Garcia-Flores M.,Fundacion Instituto Valenciano Of Oncologi |
Casanova-Salas I.,Fundacion Instituto Valenciano Of Oncologi |
Rubio-Briones J.,Fundacion Instituto Valenciano Of Oncologia |
Calatrava A.,Fundacion Instituto Valenciano Of Oncologia |
And 6 more authors.
European Journal of Cancer | Year: 2014
Aims Speckle-type POZ protein (SPOP) is an E3 ubiquitin ligase adaptor recently described to be mutated in prostate cancer (PCa). Hence, studying the gene expression profile and the presence of SPOP mutations in PCa and understanding its clinico-pathological significance as prognostic and therapeutic biomarker are important to further understand its role in PCa development. Patients and methods A cohort of 265 paraffin-embedded PCa samples from patients with more than 5 years of follow-up and treated with radical prostatectomy were collected at our institution for SPOP evaluation. RT-qPCR analysis was performed for expression studies while mutations were assessed by next generation sequencing. Relationship with prognosis was analysed using log-rank analysis and multivariable Cox regression. Results SPOP was found to be strongly down-regulated in PCa (median = 0.24; range = 0.04-9.98) and its expression was associated with both, biochemical (p = 0.003) and clinical progression free survival (p = 0.023), the very low SPOP expression levels being associated to the worst prognosis. Multivariate analysis demonstrated that low levels of SPOP independently predicted a worse prognosis for both, biochemical (Hazard ratio (HR) = 0.5; confidence interval (CI) 95% [0.4-0.9], p = 0.011) and clinical progression (HR = 0.6; IC 95% [0.4-1], p = 0.046). SPOP mutations were found in 10% of TMPRSS2-ERG (T2E)-negative cases.
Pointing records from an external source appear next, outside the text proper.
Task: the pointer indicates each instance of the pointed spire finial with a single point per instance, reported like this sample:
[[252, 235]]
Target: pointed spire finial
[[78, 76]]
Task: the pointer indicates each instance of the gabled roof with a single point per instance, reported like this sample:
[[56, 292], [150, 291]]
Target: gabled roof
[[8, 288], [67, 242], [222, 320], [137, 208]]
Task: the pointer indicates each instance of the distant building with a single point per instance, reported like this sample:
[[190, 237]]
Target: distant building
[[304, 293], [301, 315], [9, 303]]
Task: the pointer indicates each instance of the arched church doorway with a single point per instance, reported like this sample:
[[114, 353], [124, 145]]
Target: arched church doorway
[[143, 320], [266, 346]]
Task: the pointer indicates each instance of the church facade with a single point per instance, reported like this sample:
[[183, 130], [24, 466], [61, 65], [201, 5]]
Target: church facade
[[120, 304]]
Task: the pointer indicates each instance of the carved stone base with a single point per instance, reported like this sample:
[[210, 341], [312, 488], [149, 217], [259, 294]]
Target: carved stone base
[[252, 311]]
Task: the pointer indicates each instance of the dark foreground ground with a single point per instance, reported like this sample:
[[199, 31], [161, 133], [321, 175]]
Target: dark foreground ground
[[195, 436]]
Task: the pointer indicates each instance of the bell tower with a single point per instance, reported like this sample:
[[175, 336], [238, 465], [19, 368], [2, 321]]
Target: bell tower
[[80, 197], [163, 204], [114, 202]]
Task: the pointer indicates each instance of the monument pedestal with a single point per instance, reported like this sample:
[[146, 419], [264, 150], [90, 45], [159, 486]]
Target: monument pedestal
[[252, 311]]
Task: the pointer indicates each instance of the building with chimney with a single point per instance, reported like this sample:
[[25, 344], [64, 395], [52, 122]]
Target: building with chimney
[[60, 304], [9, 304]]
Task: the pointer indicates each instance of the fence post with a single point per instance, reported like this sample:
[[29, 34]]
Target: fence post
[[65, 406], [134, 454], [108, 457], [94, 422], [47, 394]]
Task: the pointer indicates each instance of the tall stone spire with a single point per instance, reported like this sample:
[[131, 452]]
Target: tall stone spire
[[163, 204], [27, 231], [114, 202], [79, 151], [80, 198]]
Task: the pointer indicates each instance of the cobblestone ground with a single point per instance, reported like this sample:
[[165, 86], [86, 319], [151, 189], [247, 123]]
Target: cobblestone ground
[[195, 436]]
Log-rank tests showed that mutations were significantly associated with biochemical progression free survival (BPFS) (p = 0.009) and also were significant in the multivariable analysis (HR = 3.4; IC 95% [1.5-7.6], p = 0.004). Conclusions The present study demonstrates that prognosis varies depending on SPOP expression and mutational status, hence, defining a new biotype of PCa associated with a worse prognosis. © 2014 Elsevier Ltd.